Turns out the answers I was looking for were scattered in the darkly complicated annals of the island.

The only times Tobelo ever made headlines nationwide since independence were from 1999 to 2000. The news coming out at the time was a violent epic of interreligious strife so grisly and nightmarish it remains etched in the collective memory of those who lived through it.

It was an ignominious slice of history in which about 1,000 people in Halmahera were massacred, hundreds of homes torched to the ground, and hundreds of families forced to seek refuge as far away as possible – some never looking back.

Tobelo, now the administrative capital of the regency, was at that time emptied of its inhabitants, transformed into a ruined ghost town. Blackouts were as frequent as the fires smoldering in the ruins of houses. The violence lasted less than two years, but it took more than half a decade and numerous reconstruction and reconciliation efforts to bring back any semblance of normalcy.

The adults in Tobelo, whenever I inquired about the incident, would suddenly turn reticent. And these are otherwise wonderful, bubbly talkers who laugh unbridled at fresh, often risqué jokes, be they in a traditional market or at a government office. But bring this topic to the table and their eyes will narrow, almost as if contemplating drinking a bitter potion. You can sense the fear hanging in the air.

Now, if from a very young age you’d been exposed to bombs exploding at close range, to crimson puddles of blood on the ground, to the deafening screams of raging, machete-wielding mobs and their victims on the verge of death, it may just be that whatever fear was left in your heart would have been extinguished forever by all the horror.

So what would seem fearful to most people would seem normal to you. Fear would have lost its icy grip on you, receding into the background of your consciousness. By extension, what would appear normal to most people would be something of great joy to you.

This is what I believe happened to the children of Tobelo, who were essentially toddlers at that time.

I spent a week in Tobelo in early December, when the town’s Christian community celebrated Christmas. Along Jl. Kemakmuran, the town’s main street, houses and stores were festooned with twinkling lights and shimmering Christmas trees, and upbeat Christmas songs blared from the loudspeakers in public minivans and supermarkets.
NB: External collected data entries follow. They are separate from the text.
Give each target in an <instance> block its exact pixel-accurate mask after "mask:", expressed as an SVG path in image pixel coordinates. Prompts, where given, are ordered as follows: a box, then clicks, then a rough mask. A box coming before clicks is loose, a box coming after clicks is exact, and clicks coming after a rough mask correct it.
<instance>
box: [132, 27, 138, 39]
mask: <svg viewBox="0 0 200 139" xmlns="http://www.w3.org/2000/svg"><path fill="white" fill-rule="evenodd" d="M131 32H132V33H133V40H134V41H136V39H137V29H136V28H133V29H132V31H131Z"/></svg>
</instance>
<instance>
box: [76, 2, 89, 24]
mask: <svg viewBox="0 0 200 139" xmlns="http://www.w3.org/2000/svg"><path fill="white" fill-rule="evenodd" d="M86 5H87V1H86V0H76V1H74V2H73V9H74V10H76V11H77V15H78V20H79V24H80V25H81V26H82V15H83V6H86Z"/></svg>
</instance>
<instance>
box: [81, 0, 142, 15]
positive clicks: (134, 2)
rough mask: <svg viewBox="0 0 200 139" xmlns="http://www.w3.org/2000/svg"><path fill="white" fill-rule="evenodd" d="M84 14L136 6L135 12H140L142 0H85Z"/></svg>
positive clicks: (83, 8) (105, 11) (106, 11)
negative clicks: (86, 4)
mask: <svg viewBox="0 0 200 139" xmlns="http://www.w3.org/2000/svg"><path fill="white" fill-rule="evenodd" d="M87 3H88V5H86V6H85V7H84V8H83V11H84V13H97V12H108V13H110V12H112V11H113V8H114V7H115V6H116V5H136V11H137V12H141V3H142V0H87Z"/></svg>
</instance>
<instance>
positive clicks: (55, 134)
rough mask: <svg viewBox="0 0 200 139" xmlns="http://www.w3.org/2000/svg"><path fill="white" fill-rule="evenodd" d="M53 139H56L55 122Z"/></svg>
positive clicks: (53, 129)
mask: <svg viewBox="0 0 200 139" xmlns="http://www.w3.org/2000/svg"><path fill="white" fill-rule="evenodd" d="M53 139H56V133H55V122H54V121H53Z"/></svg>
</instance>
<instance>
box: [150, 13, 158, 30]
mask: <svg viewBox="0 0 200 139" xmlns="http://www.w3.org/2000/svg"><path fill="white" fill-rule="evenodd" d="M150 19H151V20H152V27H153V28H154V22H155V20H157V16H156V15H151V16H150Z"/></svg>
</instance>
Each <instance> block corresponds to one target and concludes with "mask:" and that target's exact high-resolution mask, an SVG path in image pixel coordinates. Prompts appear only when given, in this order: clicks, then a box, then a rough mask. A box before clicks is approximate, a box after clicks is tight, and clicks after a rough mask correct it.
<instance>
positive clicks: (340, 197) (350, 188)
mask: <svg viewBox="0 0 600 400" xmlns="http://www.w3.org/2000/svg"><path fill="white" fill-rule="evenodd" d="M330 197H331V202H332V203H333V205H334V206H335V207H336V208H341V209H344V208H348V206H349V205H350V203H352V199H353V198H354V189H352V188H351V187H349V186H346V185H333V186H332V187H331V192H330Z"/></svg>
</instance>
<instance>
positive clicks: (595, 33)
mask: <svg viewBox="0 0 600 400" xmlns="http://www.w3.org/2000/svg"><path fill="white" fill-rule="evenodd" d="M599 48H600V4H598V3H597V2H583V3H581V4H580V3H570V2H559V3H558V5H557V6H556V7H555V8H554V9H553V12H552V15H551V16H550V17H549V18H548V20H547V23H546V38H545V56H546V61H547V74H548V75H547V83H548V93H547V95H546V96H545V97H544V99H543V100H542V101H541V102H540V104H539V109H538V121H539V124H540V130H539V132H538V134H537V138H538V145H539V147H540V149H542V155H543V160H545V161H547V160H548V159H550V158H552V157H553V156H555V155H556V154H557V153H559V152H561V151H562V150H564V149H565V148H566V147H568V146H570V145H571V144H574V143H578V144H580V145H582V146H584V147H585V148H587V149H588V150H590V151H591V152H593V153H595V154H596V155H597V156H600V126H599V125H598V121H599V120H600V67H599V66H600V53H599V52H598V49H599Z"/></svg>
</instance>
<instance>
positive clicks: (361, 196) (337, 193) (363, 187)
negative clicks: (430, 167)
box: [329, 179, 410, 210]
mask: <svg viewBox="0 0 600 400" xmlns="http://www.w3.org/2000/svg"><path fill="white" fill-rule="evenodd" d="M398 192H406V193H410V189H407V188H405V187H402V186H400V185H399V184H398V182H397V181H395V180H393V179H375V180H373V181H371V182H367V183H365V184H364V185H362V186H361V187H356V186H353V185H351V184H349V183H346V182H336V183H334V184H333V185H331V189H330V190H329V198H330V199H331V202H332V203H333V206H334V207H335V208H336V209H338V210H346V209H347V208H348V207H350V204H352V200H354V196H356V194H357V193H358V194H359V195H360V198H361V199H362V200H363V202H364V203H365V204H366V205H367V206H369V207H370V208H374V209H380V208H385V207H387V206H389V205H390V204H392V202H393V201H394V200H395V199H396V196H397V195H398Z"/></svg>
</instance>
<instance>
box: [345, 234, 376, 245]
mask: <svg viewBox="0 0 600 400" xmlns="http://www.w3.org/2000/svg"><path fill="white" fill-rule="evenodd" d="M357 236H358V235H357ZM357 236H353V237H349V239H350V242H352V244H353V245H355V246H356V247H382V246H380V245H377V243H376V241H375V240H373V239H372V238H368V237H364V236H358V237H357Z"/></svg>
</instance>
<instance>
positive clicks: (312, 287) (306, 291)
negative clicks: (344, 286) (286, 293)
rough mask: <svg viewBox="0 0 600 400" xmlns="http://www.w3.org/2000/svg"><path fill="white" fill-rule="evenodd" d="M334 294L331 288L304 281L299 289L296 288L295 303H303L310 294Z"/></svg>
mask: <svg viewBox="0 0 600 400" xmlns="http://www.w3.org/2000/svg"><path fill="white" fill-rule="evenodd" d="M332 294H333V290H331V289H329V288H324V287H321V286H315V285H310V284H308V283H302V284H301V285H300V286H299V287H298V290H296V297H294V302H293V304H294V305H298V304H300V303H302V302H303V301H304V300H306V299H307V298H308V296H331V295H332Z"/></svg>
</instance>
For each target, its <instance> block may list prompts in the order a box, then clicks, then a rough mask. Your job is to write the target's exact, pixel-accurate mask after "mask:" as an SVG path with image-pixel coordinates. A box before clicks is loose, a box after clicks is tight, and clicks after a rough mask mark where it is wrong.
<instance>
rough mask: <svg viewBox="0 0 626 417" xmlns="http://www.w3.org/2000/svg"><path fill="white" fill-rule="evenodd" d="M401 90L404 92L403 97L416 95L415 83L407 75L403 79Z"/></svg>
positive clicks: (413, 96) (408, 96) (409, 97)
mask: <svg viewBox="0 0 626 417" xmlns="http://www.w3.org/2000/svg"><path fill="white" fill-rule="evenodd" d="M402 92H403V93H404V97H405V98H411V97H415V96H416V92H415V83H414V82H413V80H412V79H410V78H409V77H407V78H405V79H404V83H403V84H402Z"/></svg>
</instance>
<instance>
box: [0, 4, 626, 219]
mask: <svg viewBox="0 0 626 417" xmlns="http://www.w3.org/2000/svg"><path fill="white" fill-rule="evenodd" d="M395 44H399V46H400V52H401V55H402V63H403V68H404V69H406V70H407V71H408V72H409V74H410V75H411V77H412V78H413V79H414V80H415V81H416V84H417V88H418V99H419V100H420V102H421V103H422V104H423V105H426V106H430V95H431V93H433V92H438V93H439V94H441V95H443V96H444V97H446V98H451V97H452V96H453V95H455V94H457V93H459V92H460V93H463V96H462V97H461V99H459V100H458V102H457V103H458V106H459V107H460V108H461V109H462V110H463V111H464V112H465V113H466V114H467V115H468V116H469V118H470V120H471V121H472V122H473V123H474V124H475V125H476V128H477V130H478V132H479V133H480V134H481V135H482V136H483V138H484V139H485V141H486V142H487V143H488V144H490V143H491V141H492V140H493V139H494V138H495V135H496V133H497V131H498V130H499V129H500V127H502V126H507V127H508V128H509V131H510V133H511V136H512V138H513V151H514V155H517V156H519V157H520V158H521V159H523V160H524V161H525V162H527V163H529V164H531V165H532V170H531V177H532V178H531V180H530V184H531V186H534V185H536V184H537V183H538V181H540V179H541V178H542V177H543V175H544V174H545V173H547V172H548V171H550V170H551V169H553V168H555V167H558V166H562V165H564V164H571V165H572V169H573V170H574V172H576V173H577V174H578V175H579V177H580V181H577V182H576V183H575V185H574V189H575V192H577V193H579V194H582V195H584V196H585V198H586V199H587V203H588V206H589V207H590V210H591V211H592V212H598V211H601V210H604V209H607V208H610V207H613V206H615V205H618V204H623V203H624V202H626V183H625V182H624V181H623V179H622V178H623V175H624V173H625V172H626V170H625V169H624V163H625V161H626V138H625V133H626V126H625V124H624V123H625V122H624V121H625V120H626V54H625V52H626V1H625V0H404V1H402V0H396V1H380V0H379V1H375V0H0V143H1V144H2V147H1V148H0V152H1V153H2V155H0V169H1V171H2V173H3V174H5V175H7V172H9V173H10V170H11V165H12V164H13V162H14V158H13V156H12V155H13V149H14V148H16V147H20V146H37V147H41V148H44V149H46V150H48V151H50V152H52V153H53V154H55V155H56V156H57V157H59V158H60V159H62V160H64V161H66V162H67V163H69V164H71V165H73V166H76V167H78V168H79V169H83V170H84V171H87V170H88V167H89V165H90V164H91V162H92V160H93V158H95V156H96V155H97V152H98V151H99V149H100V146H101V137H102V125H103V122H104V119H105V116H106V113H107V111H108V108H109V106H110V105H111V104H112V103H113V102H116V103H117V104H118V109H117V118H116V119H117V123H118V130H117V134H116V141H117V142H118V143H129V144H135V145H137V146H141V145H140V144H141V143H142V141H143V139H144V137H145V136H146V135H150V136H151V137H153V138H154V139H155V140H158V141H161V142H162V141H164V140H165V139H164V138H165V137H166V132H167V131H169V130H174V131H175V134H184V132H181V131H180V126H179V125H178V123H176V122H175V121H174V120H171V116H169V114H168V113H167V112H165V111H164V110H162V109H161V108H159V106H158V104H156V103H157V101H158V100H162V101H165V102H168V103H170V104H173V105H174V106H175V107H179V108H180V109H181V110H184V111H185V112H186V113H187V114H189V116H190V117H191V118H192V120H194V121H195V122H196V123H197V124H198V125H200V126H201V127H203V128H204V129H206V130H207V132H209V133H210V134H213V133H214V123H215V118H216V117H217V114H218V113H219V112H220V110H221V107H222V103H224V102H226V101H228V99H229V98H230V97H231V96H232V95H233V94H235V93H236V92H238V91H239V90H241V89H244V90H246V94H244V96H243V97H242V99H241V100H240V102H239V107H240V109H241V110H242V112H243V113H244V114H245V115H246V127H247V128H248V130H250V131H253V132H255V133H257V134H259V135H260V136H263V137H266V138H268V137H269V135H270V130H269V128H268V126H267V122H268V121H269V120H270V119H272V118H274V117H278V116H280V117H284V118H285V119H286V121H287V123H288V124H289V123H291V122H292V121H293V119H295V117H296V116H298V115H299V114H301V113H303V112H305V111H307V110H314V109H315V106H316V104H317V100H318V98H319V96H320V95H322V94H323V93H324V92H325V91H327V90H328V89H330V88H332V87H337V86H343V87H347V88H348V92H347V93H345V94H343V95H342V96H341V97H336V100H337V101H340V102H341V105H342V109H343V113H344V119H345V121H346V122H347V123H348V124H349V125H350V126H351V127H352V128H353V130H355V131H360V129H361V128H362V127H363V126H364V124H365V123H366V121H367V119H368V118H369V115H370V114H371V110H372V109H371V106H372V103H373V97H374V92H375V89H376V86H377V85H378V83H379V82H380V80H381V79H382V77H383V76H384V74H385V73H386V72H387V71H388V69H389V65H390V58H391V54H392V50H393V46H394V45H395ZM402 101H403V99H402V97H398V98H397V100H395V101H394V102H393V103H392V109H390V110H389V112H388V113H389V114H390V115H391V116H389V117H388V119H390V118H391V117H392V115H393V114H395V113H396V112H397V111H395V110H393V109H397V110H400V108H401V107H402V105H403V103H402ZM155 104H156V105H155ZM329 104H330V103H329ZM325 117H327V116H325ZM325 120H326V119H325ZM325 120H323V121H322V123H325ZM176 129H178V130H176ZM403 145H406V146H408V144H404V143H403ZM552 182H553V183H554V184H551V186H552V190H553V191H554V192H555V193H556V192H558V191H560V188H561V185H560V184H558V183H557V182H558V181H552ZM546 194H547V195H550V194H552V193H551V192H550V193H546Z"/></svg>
It was to these supermarkets that the kids often took me during our walks. One of them held a special attraction for the kids: a whole aisle stocked with a dizzying variety of fireworks, sparklers and firecrackers of all sizes, shapes and colors. Some of the bigger ones I doubt would be legal elsewhere, but here the loudest and brightest fireworks were a constant source of excitement for the kids. And Christmas, people said, was usually the craziest time of the year when it came to igniting fireworks.

Back in their neighborhood, the kids showed no fear in lighting up firecracker after noisy firecracker, every evening, boys and girls alike. Why would they be afraid, after all? They’d heard bombs explode and seen the consequences. The loudest firecrackers here were nothing compared to those. Some of the kids even told me that on New Year’s Eve, the “older guys” – the youths – would often set off the leftover bombs from the conflict years.

If there is a single reason for which I long to come back to Halmahera (and there are myriad), it will be because I want to meet these kids again. I want to see how much they’ve grown. I forged a beautiful comradeship with them; the playful, no-fuss children that dare to slap you on the thigh and make fun of you no matter how much older you were, or how much stronger.

The kids sometimes asked me to explain things they hadn’t yet gotten to in school, but the truth is it was I who learned most from them. Sela, Lona, Jovi, Siwa, Jeni and everyone else in that neighborhood showed me that if the past was worth anything, it was worth letting go of. What’s done is done, nothing changes it: it can be remembered with joy or grief or anger. It can be forgotten, unlearned from. Or it can be kept in the memory, deprived of any sentiment.

And these kids knew there was no way to change their bitter past. They could only learn from it. To be intrepid. To be courageous in moving on with life. The future is what truly counts for them. For us all.